There’s the Cavs and the Celtics in the East, and not much depth of legit viable title contenders beyond that. Western Conference owners are, of course, continuing to notice that the seeding is lopsided against their interests. Zach Lowe talked to two Western Conference owners who would like to see playoff seeding change:
Three seasons ago, Suns owner Robert Sarver proposed seeding postseason teams 1-16 by record regardless of conference. Mark Cuban pitched a temporary realignment plan. “The commissioner’s office was not interested,” Sarver emailed ESPN.com this week. “The Eastern teams don’t like it.” The league has argued that schedule imbalance and over-long travel make a 1-16 system too cumbersome.
The issue is not going away.

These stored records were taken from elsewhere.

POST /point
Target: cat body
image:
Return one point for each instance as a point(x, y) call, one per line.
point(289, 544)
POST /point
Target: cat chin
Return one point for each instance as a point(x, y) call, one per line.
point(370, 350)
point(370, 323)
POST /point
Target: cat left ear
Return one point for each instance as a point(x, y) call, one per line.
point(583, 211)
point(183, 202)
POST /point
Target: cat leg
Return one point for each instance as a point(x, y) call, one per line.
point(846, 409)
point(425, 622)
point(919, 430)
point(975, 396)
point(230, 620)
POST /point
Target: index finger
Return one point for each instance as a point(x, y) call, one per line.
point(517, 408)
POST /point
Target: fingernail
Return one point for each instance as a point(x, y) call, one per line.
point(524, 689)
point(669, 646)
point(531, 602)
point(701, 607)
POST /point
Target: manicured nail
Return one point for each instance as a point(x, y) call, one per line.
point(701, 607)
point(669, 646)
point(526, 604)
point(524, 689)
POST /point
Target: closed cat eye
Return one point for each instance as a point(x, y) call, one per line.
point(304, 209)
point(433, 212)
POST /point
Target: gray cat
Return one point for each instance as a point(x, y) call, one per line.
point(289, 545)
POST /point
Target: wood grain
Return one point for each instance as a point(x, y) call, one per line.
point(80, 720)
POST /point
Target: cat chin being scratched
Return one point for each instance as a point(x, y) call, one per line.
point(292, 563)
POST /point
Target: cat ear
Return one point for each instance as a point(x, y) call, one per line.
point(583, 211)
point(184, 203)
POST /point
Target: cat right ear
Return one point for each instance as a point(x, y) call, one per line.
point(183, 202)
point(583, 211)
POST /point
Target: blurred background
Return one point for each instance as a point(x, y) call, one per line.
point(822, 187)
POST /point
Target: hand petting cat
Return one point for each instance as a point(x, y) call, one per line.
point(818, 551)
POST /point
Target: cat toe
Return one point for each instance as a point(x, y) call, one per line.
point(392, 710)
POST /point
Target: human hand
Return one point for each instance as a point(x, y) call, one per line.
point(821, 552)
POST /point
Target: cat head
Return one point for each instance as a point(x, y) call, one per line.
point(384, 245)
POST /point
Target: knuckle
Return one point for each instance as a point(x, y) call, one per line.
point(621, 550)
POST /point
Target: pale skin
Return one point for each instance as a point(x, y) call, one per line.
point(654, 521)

Other West teams have suggested tweaks during informal talks with the league office, sources say. “It needs to be addressed,” Cuban emailed ESPN.com on Thursday. “Seven of the 10 smallest markets are in the West. I really believe Eastern teams know they can get by doing less, and [in some cases] make the playoffs. Because they are larger markets, they will sell tickets and advertising, and get viewers. They get the best of both worlds.”
The playoffs would be far more compelling in the foreseeable future by seeding it 1-16. If the Cavs and Warriors are healthy headed into the 2018 postseason under the current rules, you can’t say with a straight face that there will be actual stakes in the series before the conference finals. Last year, the two teams lost a combined one game before the NBA Finals.
It would also provide more of a spark for the regular season. For example, do you think LeBron would be resting games if it meant possibly getting stuck on the same side of the bracket as Golden State?
With charter jets, the travel really shouldn’t be too cumbersome to have all rounds have potential for inter-coastal matchups. For 20 years now, we’ve all been waiting for the pendulum to switch back from a deeper West to a more formidable East, but there’s no sign it’s happening anytime soon. How much longer will this conference disparity endure before NBA owners collectively address playoff seeding?